Tetapi selain hal tsb diatas, beberapa bagian/department di sebuah perusahaan retailer sedang menjaga Jantung mereka tetap sehat & berdenyut menunggu sebuah keputusan yang 100% tidak berada dalam control mereka. Keputusan penting tersebut adalah UMP (upah minimum propinsi, atau  UMSP(upah minimum sektoral propinsi), atau UMK ( upah minimum Kabupaten/ Kota)
Department HRD pasti disibukan memantau perkembangan-perkembangan yang terjadi mulai issue yang berkembang, pergerakan demo buruh & tuntutannya, Reaksi masing2 pemerintah kota/kabupaten/propinsi terhadap tuntutan buruh melalui berbagai bentuk serikat pekerja (SP). 5 (lima) tahun belakangan ini issue UMP/UMK/UMSP seakan2 telah menjadi sebuah agenda tahunan dengan maraknya berbagai elemen serikat pekerja turun ke jalanan bahkan sampai menutup fasilitas public di negeri ini, dengan harapan tuntutan mereka akan upah minimum di penuhi oleh pemerintah.

Bagaimana tidak jantungan department HRD serta pimpinan perusahaan, karena kenaikan UMP/UMK/UMSP dengan apapun lah dasar perhitungannya baik yang pada awalnya hanya berdasarkan harga 9 (Sembilan) kebutuhan pokok sampai yang di pakai sekarang yang dipakai dasar tuntutan adalah KHL ( Kebutuhan Hidup Layak). Komponen KHL ini tidak lagi berdasarkan kepada kebutuhan fisik minimum (KFM). Kata “minimum” ini sejalan perkembangan teknologi dan perekonomian di tuntut untuk berubah menjadi “ kebutuhan hidup layak”

Nah, pengertian “layak” inilah yang menjadi sumber perdebatan antara pemerintah dgn serikat pekerja. Difinisi layak dari sisi layak disini banyak komponennya :
- makanan & minuman
- perumahan
- sandang
- kesehatan & estetika
- aneka kebutuhan lainnya

Apapun keputusan & kesepatan tre parted antara serikat pekerja, pengusaha yang diwakili apindo dan pemerintah, maka perusahaan harus selalu siap menghitung berapa besar dampaknya kepada struktur biaya perusahaan tersebut. Khusus perusahaan retail tentunya menjadi concern karena sampai saat ini perusahaan retail apapun bentuknya/formatnya baik minimarket, supermarket maupun hypermarket adalah jenis perusahaan padat karya yang mempunyai jumlah karyawan dalam jumlah besar dgn struktur leveling “level bawah” yang bersentuhan langsung dengan keputusan ini hampir mencapai 60 % lebih.
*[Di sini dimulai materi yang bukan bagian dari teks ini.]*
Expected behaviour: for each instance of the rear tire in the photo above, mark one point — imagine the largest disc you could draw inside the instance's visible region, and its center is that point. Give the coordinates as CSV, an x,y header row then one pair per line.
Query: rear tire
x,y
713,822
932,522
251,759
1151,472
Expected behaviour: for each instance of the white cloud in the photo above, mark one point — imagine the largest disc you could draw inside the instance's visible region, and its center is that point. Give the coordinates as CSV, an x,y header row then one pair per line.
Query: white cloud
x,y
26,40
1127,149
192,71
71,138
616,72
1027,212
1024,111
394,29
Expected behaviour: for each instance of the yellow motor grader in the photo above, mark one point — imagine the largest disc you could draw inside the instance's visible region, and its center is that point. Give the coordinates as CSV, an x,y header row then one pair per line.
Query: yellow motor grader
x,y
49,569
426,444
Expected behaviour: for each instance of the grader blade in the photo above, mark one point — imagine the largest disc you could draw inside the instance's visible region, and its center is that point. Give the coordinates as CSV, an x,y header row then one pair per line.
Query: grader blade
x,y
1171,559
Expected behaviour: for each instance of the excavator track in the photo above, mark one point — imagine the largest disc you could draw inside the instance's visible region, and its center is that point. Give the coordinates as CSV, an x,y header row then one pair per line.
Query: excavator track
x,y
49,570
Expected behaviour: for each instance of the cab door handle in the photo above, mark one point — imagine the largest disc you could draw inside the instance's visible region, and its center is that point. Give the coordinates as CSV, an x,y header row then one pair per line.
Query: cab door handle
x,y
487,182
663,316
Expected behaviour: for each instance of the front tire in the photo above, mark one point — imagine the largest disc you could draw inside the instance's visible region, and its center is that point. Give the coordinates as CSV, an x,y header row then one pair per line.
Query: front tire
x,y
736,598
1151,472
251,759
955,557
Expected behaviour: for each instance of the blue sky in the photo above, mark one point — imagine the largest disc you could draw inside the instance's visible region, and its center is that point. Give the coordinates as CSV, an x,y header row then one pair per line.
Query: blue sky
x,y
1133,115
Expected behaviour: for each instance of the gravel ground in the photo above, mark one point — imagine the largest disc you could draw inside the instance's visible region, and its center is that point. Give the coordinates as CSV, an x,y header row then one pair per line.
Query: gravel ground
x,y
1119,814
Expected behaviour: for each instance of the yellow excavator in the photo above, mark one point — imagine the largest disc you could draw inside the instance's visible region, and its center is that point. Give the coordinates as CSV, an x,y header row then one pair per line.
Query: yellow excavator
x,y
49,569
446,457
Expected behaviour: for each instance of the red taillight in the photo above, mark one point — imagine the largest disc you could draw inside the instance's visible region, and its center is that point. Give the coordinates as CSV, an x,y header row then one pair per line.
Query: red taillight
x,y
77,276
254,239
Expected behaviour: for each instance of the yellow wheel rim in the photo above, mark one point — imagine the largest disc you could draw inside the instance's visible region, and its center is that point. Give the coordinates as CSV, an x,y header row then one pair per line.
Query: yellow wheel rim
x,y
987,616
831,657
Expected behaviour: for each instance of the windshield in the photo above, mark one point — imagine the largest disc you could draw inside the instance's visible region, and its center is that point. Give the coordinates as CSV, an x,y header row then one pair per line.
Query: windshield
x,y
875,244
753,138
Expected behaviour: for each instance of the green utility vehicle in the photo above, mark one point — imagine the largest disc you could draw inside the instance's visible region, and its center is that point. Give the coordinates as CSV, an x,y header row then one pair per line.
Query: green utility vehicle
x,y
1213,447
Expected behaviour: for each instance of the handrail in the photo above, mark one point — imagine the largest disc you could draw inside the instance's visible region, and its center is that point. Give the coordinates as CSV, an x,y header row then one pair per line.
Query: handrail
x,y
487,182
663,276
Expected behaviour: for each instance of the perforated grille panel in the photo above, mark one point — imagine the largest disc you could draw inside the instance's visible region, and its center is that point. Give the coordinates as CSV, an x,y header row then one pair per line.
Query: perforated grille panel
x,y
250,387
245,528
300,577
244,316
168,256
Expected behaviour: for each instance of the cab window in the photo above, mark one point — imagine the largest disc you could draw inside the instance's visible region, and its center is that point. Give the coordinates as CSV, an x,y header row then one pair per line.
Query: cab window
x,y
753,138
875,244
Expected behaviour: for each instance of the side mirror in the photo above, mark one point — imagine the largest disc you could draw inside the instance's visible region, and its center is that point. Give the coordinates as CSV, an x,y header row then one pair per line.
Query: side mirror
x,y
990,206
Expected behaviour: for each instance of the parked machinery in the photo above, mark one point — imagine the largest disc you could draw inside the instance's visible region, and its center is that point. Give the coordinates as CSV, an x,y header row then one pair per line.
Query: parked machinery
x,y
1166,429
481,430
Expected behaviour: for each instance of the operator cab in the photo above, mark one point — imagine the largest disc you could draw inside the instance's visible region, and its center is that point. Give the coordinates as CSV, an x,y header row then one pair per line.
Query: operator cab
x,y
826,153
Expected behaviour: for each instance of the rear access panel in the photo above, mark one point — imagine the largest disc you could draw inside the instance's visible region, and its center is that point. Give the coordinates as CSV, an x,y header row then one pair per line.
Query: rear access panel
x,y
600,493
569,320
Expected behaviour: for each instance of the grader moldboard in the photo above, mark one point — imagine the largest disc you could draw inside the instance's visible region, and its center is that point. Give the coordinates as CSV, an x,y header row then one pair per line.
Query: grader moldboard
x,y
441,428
Mari kita berhitung jika dari 125.000 karyawan di sebuah perusahaan retail besar di Negara ini, dan 60% nya adalah karyawan level bawah yang terkena dampak kepada kenaikan UMP yang naik hamper 40% tahun 2014 ke 2015. Berapa besar karyawan di level atasnya yang “tersundul” oleh level bawahnya yang harus di “adjust” atau “disesuaikan” untuk mempertahankan “leveling” perusahaan tetap berjalan dengan baik & benar”. Untuk itulah saya katakana bahwa akhir tahun adalah bulan dimana department HRD & finance akan mulai terkana sakit jantung tahunan.
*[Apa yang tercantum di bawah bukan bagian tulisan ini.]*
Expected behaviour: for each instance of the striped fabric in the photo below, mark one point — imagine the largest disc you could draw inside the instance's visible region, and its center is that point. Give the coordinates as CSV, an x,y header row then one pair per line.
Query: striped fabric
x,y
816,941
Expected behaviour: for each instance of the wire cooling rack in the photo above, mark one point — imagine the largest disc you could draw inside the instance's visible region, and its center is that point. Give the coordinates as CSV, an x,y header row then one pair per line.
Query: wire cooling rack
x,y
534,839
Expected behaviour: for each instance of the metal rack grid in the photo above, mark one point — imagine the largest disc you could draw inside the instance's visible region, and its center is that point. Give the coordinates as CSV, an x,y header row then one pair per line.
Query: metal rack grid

Keputusan pemerintah seberat apapun tetap harus dijalankan oleh semua perusahaan. Walau ada opsi penundaan karena ketidakmampuan perusahaan membayar umah minimum propinsi tsb, tentunya akan tetap terjadi gesekan dengan pihak karyawan.
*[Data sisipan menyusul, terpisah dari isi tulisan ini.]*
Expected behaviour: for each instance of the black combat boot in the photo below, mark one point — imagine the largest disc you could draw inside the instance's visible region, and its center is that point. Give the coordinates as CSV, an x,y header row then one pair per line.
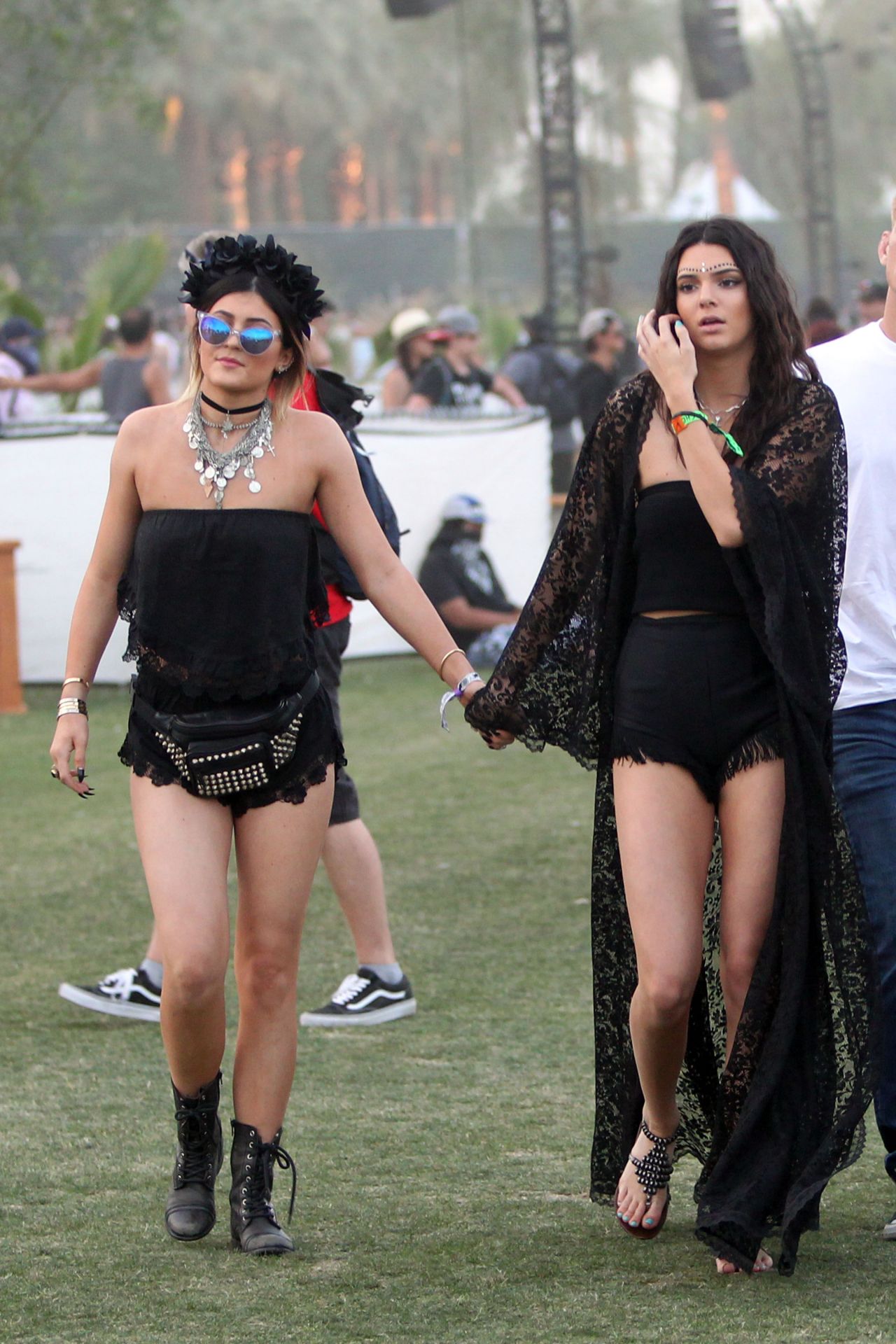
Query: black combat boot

Saatnya pagi semua perusahaan khususnya perusahaan retail memikirkan “strategi” atau “ alternative” lain untuk menyikapi kenaikan biaya gaji karyawan akibat kenaikan UMP ini.
Beberapa alternative umum yang sering dilakukan oleh perusahaan adalah :
  • mengurangi jumlah karyawan secara significant (PHK). è Tentunya ada   biaya besar juga yang akan muncul
  • memindahkan perusahaan ke daerah yang UMP nya masih rendah. èHal ini tidak dapat dilakukan sama sekali oleh perusahaan retail.
  • Menaikan harga jual product ke konsumen è tentunya ini akanberdampak kepada apakah konsumen tetap loyal ke perusahaan retail ini atau tidak, dan tentunya ada resiko penurunan revenue

Sebetulnya ada alternative lain yang harus di pikirkan oleh perusahaan retail khususnya untuk menyikapi hal ini. Menurut pemikiran saya (terlepas benar/salah) misalnya :
  • Menurunkan jumlah personel dengan menempatkan kualitas personel yang lebih tinggi untuk menangani perkerjaan yang di tinggalkan, dengan memberikan konpensasi lebih tinggi.
  • Jika karyawan saat ini adalah : 8 orang untuk menangani pekerjaan rutin dengan biaya sebesar nilai rupiah UMP misalnya 2.9 juta maka biaya yang harus di keluarkan adalah sebesar Rp. 23.2 Juta. Maka dgn menempatkan karyawan yang mempunyai kemampuan lebih dan dengan konpensasi lebih tinggi dapat juga mengurangi beban gaji tsb. Misalnya menjadi 5 orang untuk menangani pekerjaan yang awalnya dilakukan oleh 8 orang dgn konpensasi lebih misalnya @3.3 juta shg total biaya gaji adalah Rp. 16.5 juta. Tentunya dgn seleksi dan control ketat sehingga kualitas pekerjaannya tetap terjaga.
  • Atau mengurangi jumlah karyawan dengan meningkatkan penggunaaan teknologi atau perbaikan cara kerja yang berdampak kepada kebutuhan karyawan perusahaan retail terutama yang berada di posisi front liner ( toko ). 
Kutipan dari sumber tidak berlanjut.